This sympathy is particularly evident in Doyle’s latest story collection, Bullfighting. Once again, the substance of the stories – middle-aged men, coping, or failing to, with decline – is mundane; once again, the remarkable thing about them is the compassion with which Doyle, 52, treats his protagonists. While he invokes all the usual signifiers – the hair loss, the cancer scares – customarily reached for when writing about men whose lives have passed their highwater mark, he nevertheless permits his heroes to be happy. These are men who love their wives, by and large; who take their physical failings more or less in their stride. The one thing they appear unable to accommodate, however, is unemployment. Several of the stories were written in the wake of the Irish bailout, and over them the shadow of the scrapheap looms. “It’s happening anyway,” Doyle says of the crash. “Why wouldn’t you write about it?”

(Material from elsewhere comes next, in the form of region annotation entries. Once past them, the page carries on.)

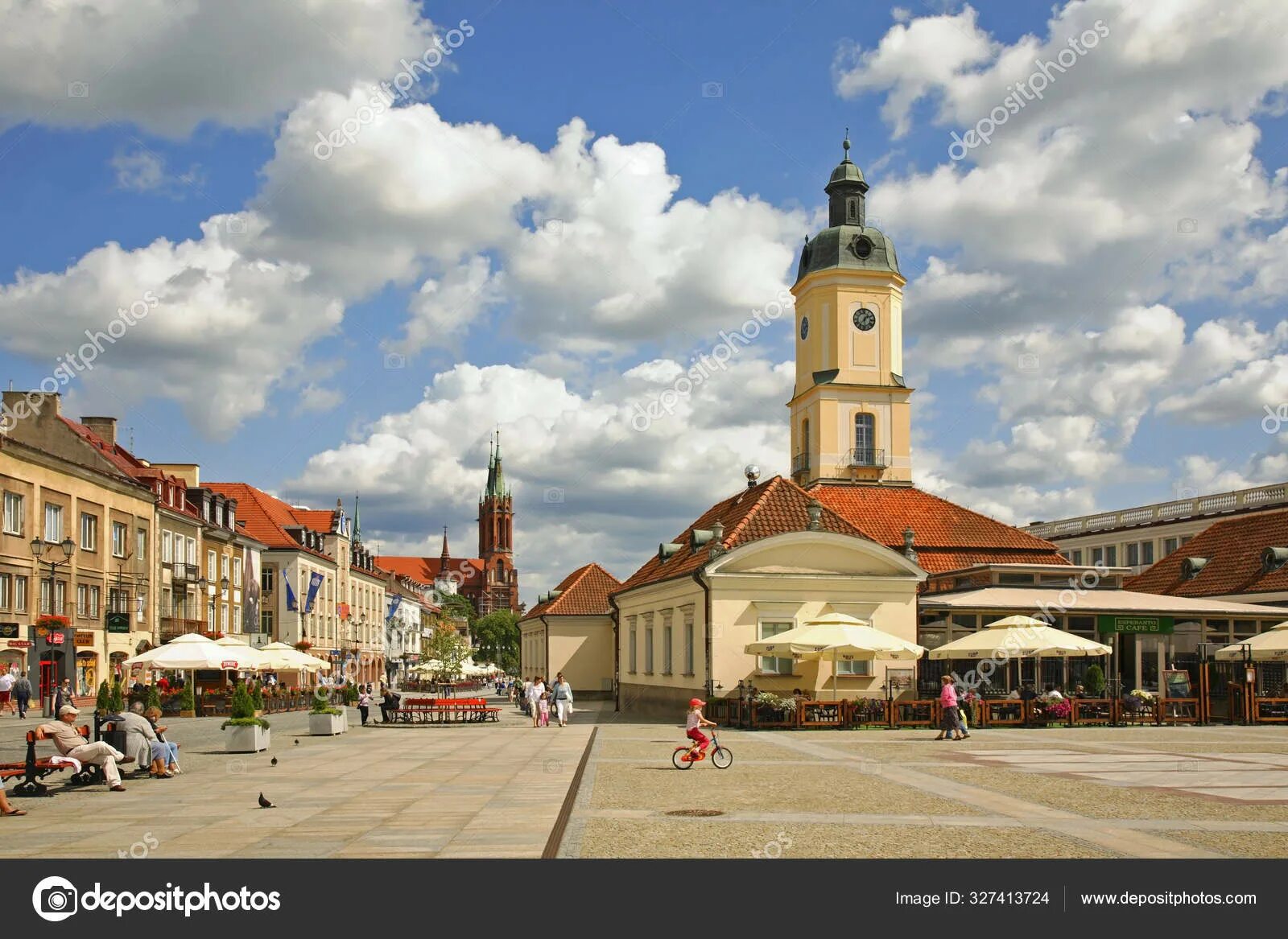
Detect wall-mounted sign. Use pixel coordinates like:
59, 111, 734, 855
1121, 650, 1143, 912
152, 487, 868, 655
1096, 613, 1176, 635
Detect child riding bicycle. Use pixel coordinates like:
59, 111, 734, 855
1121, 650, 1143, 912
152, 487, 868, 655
684, 698, 716, 760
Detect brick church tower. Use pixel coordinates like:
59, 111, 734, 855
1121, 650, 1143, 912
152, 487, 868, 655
478, 431, 519, 615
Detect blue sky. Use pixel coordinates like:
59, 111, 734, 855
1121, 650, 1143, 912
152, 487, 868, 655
0, 0, 1288, 596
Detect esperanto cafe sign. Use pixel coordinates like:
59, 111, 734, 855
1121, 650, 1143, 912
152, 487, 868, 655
1096, 613, 1176, 635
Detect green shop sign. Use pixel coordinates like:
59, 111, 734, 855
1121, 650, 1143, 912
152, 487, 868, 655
1096, 615, 1176, 635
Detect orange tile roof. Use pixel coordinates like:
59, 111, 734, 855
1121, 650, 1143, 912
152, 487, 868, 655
1123, 512, 1288, 596
374, 554, 483, 586
809, 483, 1069, 573
58, 414, 204, 521
622, 476, 871, 590
204, 483, 335, 563
523, 564, 622, 620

The peaks and troughs of the past half-century have given Doyle plenty to write about; in fact, if you’re looking for a primer of contemporary Irish history, you could do worse than start with his novels. His latest collection paints a picture of life in Ireland after the death of the Celtic tiger, the Barrytown trilogy documents the recession of the 80s and early 90s, and his short-story collection on economic immigrants, The Deportees, gives a flavour of the boom-time in between. His Booker prizewinning novel, Paddy Clarke Ha Ha Ha, meanwhile, marks the moment where it all began: the 1960s, when Dublin was in the grip of its first wave of expansion fever. The book charts a year in the life of its 10-year-old narrator, Patrick, in a spatter of impressionistic episodes, all told in childhood’s endless present tense, in which the passage of time is conveyed only by encroaching construction works and the gathering cloud of his parents’ collapsing marriage. Doyle himself, born in 1958, is the same age as Paddy. While he’s adamant the book isn’t autobiographical (“My mother, who’s more qualified to answer the question, doesn’t see me in it at all”), incidents from his own childhood punctuate the text. And Doyle and his narrator share something unique to mid-20th-century children: a sense of being neither too early nor too late, of the world keeping pace with their own progress.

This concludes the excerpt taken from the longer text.